Par René Lemieux | Université du Québec à Montréal

Le blog de Trahir fêtera le 1er mars son premier anniversaire. La revue, fondé en 2008 qui a commencé à publier des textes sur le Web en janvier 2010, en était à sa quatrième année de publication lorsqu’elle a décidé de se donner un blog pour faciliter les échanges avec son public. Même s’il n’avait pas été conçu pour la grève étudiante, les premiers mois de son activité ont été presque entièrement occupés à publier les textes qui porteront sur la grève.

J’ai été le responsable de la mise en ligne des textes, et c’est à ce titre que je voudrais participer au dossier « penser en grève ». Ce « titre » est celui d’une certaine subjectivité, celle qui a le rôle de catégoriser les textes à publier en leur apposant des « mots-clés » (ou tags) qui permettront à la fois un archivage efficace pour le curateur et une recherche rapide pour le lecteur. Afin de répondre à la question formulée par le dossier, à savoir qu’est-ce que c’est, penser en grève?, je tenterai d’examiner l’hypothèse suivante : les enjeux de la grève étudiante ne furent pas les mêmes au début et à la fin – ce qui relève d’une évidence –, mais plus encore, que ce que nous avons pu concevoir comme ce qu’était la « grève » est historiquement déterminé. C’est dire : 1) que le concept de ce qu’était objectivement la grève ne s’est pas formé dès le premier jour, 2) que les catégories permettant de comprendre la grève ont pris du temps à se former, et 3) que faire le bilan de la grève – ou penser en grève –, c’est d’abord revenir à la conscience qu’on en avait au moment où on la vivait.

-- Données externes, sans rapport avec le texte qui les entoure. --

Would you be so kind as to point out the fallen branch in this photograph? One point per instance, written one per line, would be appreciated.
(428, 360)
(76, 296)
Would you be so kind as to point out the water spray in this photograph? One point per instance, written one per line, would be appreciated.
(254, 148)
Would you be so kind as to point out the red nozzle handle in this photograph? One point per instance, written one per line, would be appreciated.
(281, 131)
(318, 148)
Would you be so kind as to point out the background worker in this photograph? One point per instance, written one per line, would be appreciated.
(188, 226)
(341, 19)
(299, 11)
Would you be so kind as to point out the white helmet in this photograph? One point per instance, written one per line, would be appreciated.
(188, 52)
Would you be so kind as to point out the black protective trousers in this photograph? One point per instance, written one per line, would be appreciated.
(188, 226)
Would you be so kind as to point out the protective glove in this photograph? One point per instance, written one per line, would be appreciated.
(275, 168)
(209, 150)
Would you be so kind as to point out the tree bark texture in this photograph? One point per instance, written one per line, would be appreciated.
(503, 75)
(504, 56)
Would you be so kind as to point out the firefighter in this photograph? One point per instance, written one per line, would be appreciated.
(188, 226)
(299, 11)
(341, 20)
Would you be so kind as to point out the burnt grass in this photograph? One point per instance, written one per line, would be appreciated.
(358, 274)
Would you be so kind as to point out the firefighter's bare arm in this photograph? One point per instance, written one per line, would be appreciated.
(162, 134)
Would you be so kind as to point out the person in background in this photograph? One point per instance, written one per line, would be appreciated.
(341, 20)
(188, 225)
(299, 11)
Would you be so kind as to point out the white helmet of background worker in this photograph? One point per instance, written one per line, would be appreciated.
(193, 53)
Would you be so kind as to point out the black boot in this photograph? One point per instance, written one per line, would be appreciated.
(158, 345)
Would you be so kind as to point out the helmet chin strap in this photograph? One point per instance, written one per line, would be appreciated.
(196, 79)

Afin de démontrer ces trois propositions, je propose de revoir diachroniquement l’utilisation des « mots-clés » sur le blog de la revue Trahir durant la grève étudiante. Comme j’ai été le principal responsable de la mise en ligne des textes sur le blog, je sais qu’aucun travail d’uniformisation des mots-clés n’a été entrepris depuis (par manque de temps, disons…), ainsi donc, les données sont suffisamment objectives, même s’il s’agit de l’objectivation d’une subjectivité (celle, en l’occurrence, du responsable du blog, c’est-à-dire la mienne).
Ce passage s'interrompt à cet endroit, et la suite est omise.